SEBUAH RELFEKSI KECIL TENTANG PENDETA JOHN TITALEY



SEBUAH RELFEKSI KECIL TENTANG PENDETA JOHN TITALEY

Walau saya bukan murid langsung dari Pdt Prof John Titaley, Th.D (selanjutnya, JT), tetapi saya sangat mengagumi dan terus belajar dari jauh dan diam-diam dari sosok yang cerdas, sederhana dan rendah hati ini. Saya mengenal nama dan gagasannya dari teman-teman yang pernah belajar langsung darinya, diantaranya duo sahabat Pdt Elifas Maspaitella (Ketua Sinode GPM) dan Pdt Max Takaria (pernah Ketum PB AMGPM). 

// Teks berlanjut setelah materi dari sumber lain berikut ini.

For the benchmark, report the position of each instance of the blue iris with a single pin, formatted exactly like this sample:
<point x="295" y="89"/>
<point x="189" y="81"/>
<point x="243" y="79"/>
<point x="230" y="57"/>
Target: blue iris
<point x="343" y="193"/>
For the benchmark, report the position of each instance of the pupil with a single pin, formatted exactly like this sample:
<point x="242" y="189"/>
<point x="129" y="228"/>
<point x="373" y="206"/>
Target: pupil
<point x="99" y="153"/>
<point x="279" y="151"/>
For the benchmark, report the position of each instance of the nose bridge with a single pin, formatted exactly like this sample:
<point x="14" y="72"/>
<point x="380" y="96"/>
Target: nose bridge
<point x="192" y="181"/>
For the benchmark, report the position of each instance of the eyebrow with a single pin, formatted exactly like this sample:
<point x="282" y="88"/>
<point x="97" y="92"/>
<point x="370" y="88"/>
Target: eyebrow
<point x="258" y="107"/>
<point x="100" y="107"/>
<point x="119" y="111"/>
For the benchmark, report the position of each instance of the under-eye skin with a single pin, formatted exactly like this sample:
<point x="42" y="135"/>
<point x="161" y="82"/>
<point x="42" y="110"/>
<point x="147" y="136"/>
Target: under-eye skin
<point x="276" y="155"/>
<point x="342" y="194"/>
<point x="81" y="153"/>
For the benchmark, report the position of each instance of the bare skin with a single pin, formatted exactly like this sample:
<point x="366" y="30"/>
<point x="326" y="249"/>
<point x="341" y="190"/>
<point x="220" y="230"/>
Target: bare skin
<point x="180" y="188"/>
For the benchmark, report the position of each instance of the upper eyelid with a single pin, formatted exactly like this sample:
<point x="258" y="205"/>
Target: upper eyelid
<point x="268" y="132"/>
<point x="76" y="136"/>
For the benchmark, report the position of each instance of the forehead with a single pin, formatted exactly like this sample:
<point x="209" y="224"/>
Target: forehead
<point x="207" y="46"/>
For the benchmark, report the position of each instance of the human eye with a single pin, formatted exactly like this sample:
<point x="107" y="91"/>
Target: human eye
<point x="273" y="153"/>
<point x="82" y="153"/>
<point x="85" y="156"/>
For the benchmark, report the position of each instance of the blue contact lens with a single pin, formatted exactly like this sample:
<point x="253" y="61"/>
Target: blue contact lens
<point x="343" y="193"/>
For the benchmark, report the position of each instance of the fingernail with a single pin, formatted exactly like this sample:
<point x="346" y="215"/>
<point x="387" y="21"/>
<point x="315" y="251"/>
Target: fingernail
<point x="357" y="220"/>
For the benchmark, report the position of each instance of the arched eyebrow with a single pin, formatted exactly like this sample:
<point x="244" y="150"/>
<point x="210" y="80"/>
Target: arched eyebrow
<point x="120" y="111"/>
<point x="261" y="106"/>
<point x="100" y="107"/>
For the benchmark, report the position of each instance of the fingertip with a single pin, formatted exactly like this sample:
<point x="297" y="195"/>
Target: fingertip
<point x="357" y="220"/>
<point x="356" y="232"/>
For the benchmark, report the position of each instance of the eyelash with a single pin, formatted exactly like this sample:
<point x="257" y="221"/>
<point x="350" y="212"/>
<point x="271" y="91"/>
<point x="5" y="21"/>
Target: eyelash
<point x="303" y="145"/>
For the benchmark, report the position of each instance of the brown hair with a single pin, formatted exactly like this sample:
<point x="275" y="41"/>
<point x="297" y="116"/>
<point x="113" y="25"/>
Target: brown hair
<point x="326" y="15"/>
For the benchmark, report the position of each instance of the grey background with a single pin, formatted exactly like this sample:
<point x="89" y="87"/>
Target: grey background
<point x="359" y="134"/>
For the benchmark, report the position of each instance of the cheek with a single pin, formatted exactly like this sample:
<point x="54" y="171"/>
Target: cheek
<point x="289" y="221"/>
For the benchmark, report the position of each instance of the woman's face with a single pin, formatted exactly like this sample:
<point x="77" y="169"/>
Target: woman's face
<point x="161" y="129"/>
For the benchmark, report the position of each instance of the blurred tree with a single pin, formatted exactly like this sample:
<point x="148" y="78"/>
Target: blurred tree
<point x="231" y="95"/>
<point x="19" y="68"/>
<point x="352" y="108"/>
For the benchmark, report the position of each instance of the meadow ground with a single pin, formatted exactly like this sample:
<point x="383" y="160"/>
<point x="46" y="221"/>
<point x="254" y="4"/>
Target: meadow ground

Tulisan ini tidak bermaksud mengulas gagasan dan pemikiran JT, apalagi mengembangkannya. Barangsiapa yang hendak menelusurinya, dapat membaca antara lain kumpulan tulisan reflektif dari para santrinya (muridnya) pada buku berjudul Nyantri Bersama John Titaley: Menakar Teks, Menilai Sejarah dan Membangun Kemanusiaan Bersama yang dieditori oleh Steve Gaspersz dan Tedi Kholiludin (UKSW Press, 2014). Baca pula resensi kritis atas buku ini yang ditulis oleh Albert Josua Maliogha yang dimuat pada Indonesian Journal of Theology Vol,2 No 1 Juli 2014. Mungkin sudah ada skripsi atau tesis yang secara khusus membahas gagasan dan pemikiran JT, saya belum mengetahuinya. Tapi saya yakin dan percaya, JT memiliki pemikiran yang menantang dan menarik. Pidato guru besarnya yang berjudul Menuju Teologi Agama-Agama yang Kontekstual tahun 2001 menarik untuk diperiksa kembali, selain buku-buku dan artikel-artikelnya juga jalan hidupnya. 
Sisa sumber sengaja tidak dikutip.